Mellish li fissò, prima l’uno e poi l’altro,
infine li apostrofò entrambi con fare irritato.
“Lo sapete che è molto maleducato parlare in
un’altra lingua quando io non posso capirvi? Potreste almeno avere la decenza
di chiacchierare dei fatti vostri mentre io non sono presente, no?” disse.
“Hai perfettamente ragione” sorrise Upham,
alzandosi dal letto sul quale era seduto e avviandosi verso la porta. “È molto
meglio che voi due restiate qui da soli a spiegarvi per potervi riappacificare,
questa storia è andata avanti anche troppo e io, comunque, devo dare
un’occhiata alla stanza dove mi troverò a lavorare con gli altri interpreti e
cartografi nei prossimi giorni.”
Soddisfatto, Upham uscì dalla stanza,
lasciando Saltzmann felice di poter finalmente parlare a tu per tu con Stan e
Mellish, al contrario, molto a disagio. Spontaneo e semplice come sempre, il
tedesco si sedette sul letto accanto al ragazzo.

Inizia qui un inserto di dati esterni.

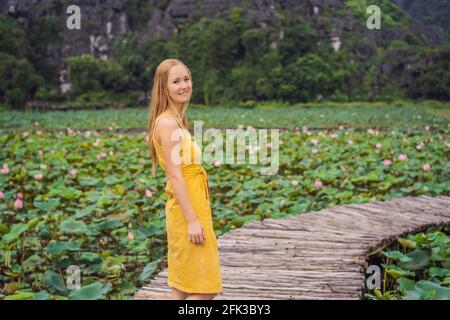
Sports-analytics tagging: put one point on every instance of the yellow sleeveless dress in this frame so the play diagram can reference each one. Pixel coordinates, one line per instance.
(192, 268)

“Upham dire bene, noi parlare e spiegare”
disse.
“Non mi sembra ci sia molto da spiegare”
replicò brusco Mellish. “Io ti avevo semplicemente parlato di come la mia
famiglia potrebbe anche accoglierti con ostilità e tu sei partito come se
avessi offeso i tuoi antenati fino alla quinta generazione! Non mi hai lasciato
chiarire meglio e alla fine mi hai anche detto una cosa orribile… che non
avresti dovuto salvarmi… eppure sai cosa significhi per me quel ricordo. Ho
avuto incubi orrendi e ora devo farmi prescrivere dei sedativi da Wade per
riuscire a riposare. Cos’altro c’è da spiegare?”
Saltzmann era rimasto molto male nel sentire
queste cose da parte del giovane americano. Certo, aveva notato che era triste,
che non gli voleva più parlare e che sembrava riprendersi solo quando aveva a
che fare con gli altri suoi compagni, ma le altre cose… incubi? Sedativi per
dormire? Stan rischiava forse di farsi del male alla salute?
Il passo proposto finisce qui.